Incorporating Security into IT Offerings Requires Risk Management
To incorporate security into a university’s overall IT service offerings, risk management is top of mind for many CIOs.
“It’s having a risk-based approach, where you’re monitoring your risk, you understand your risk, and then you prioritize your capabilities to respond to that risk based on the highest level of risk and the highest potential impact to your organization,” said Stan Waddell, CIO for Carnegie Mellon University.
At Princeton University, CISO David Sherry said this risk management is baked into the mission of the institution’s IT department. Information security is programmatic and cultural, he said, which supports the overall efforts to support Princeton in its teaching, research and learning.
“Programmatic” means IT security is part of everything that happens at the university, from hiring a new employee to purchasing a new copier or assessing a new cloud service. The cultural aspect requires campuswide awareness of the importance of cybersecurity.
“It means that everyone is aware of security, the security mission and security team, and that they recognize they play a role,” Sherry said. “We also make it cultural by teaching them that security is important in their personal life as well, because we feel if they’re thinking about security from 5 p.m. to 8 a.m., they’re going to be thinking about security from 8 a.m. to 5 p.m. It’s working slowly but surely, and we’re changing the culture of a 275-year-old university.”
University of Michigan CISO Sol Bermann said he’s seeing the greatest improvement in process, building security assessments into existing processes, breaking down the silos between the security experts and the rest of IT.
READ MORE: How security maturity assessments can protect your university from cybercriminals.
Balancing Innovation and Operational Excellence
Support for innovation can start at the staffing level. When Sherry was building his security team, the first hires he made were people with institutional knowledge whom he knew he could trust. But from then on, he has made it a point to hire experts from other schools and industries.
“That brings a different way of thinking that blends innovation and operational excellence,” he said.
He also treats missteps as learning experiences that will make his team better in the long run.
“My staff and I, we use an old quote by the football coach Don Shula,” he said. “He says, ‘Strive for perfection and settle for excellence.’ Sometimes, our role is like Chutes and Ladders. We get a ladder, we climb up a little bit higher, but sometimes we get a chute. We do some post-mortems, and we say, as long as you learn from it and we start heading towards next ladder and some level of excellence, that’s OK for us.”
Waddell sees things a little differently.
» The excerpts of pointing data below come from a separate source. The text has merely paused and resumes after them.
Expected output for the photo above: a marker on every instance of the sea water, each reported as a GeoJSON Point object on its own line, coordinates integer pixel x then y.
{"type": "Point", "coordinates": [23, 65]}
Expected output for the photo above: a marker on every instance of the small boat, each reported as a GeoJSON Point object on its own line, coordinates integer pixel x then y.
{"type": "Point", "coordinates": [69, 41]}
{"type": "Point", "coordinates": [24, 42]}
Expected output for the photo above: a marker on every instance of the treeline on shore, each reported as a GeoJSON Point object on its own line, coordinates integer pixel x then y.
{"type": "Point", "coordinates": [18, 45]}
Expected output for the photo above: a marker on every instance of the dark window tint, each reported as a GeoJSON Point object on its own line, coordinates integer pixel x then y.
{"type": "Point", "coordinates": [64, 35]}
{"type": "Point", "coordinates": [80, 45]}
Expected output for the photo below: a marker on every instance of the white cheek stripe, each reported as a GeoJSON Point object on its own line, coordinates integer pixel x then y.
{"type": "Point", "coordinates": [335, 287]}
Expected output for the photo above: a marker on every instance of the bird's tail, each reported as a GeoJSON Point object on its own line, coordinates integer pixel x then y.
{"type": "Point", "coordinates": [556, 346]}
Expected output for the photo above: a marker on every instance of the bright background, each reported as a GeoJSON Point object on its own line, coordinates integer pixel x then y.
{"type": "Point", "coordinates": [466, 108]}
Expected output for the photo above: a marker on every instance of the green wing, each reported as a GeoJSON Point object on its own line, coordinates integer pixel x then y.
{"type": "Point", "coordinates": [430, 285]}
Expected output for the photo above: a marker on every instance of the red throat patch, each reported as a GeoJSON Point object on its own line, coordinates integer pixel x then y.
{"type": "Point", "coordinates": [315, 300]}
Previously CISO at the University of New Hampshire, in his current role Waddell understands the IT security team’s responsibility to remain good fiscal stewards of their resources while contributing to the university’s overall mission. This means managing risk as much as possible while understanding that they can never eliminate it.
“Some days, it’s just our turn,” he said. “The bad guys can be lucky, so we want to make sure that we have the right balance and tools in play so that people can get their jobs done.” If people can’t do that within the secure environment, they’ll find another way to do it, he said, which will be less secure than what the IT pros can offer.